Apparently, a person who loves books and a person who questions what they read are two entirely different breeds. That is to say, people who read voraciously do so to compensate for their own inherent emptyheadedness, whereas other people who read selectively do not unquestioningly forge through the prose they are reading willy-nilly, not accepting everything they confront at face value. This mutual exclusivity doesn't really make sense to me. One problem is that Nehring makes no differentiation between a physical object and a mental process, namely books and reading, respectively. Further, she doesn't elaborate on the type of books that these so-called "book lovers" are reading, only making reference to a Hemingway novella, and current non-fiction relating to extreme behaviour and neo-conservatism [perhaps one and the same?]. Granted, there is nothing edifying about any of these, but it is also not fair to suggest that "book lovers" read anything and everything. And who are these "book lovers" anyway? Are they the middle-aged woman riding on the subway reading the dog-eared, mass-market paperback, or are they the dishevelled twentysomething at the local pub trying to finish Ulysses by Bloomsday? And while I'm asking unanswerable questions, is the "book lover" and the bibliophile one and the same?

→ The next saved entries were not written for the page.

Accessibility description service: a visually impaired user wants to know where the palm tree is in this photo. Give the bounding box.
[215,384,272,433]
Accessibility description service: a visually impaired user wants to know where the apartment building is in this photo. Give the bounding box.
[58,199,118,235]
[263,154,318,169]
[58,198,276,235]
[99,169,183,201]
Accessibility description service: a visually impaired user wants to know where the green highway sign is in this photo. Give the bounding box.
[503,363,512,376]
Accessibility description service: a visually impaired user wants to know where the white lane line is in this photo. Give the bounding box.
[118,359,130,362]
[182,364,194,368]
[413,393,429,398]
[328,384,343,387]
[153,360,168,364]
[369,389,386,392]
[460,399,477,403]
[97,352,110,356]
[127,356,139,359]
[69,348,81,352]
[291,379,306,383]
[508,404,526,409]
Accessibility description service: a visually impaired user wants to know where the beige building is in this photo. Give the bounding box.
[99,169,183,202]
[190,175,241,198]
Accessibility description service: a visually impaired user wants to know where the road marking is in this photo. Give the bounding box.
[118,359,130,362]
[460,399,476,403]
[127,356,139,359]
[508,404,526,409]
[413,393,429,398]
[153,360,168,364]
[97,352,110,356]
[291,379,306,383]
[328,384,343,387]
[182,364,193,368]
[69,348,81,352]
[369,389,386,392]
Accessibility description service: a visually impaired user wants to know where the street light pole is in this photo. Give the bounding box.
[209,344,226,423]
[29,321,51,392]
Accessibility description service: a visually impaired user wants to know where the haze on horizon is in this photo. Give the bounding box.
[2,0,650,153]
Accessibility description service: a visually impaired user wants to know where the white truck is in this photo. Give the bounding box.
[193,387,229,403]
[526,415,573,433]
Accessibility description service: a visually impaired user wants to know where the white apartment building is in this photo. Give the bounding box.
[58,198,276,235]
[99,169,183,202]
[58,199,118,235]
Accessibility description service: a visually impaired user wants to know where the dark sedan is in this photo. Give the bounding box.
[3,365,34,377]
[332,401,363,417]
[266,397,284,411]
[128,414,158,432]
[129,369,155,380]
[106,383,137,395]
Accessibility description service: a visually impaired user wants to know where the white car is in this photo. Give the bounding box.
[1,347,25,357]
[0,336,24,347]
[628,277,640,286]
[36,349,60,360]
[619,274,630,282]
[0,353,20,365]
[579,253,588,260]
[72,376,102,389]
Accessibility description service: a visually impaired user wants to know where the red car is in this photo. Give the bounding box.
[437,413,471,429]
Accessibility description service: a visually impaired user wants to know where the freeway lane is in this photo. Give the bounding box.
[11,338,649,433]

While it may seem like a foregone conclusion that the book's sole purpose is that it be read, it is arguably the book's physicality that renders the bibliophile weak in the knees when in the vicinity of a bookstore or library. As a person who practices book idolatry on a regular basis, the potential that any given volume on a shelf holds is often more valuable than what is eventually found within when the book is finally relieved from its verticality. But this is of no consequence to the book lover. Sometimes it is just enough to sit in a comfortable chair next to a coveted, filled-to-capacity bookcase, and simply take in the view: books of different heights, different widths, different colours, different genres, all with different sentimental attachments...

Perhaps I am missing the point. Nehring's bottom line seems to be that it is better to read with a critical mind than to substitute the content of a book for one's own sorely lacking grey matter. But what hope is there for those of us who don't have the capacity to form an opinion and just salivate like a Pavlovian dog whenever the new bestseller lists are released? Indeed, what hope is there for those other few of us who find the potential energy of a book more enticing than its kinetic energy? I'm struck dumb just thinking about it.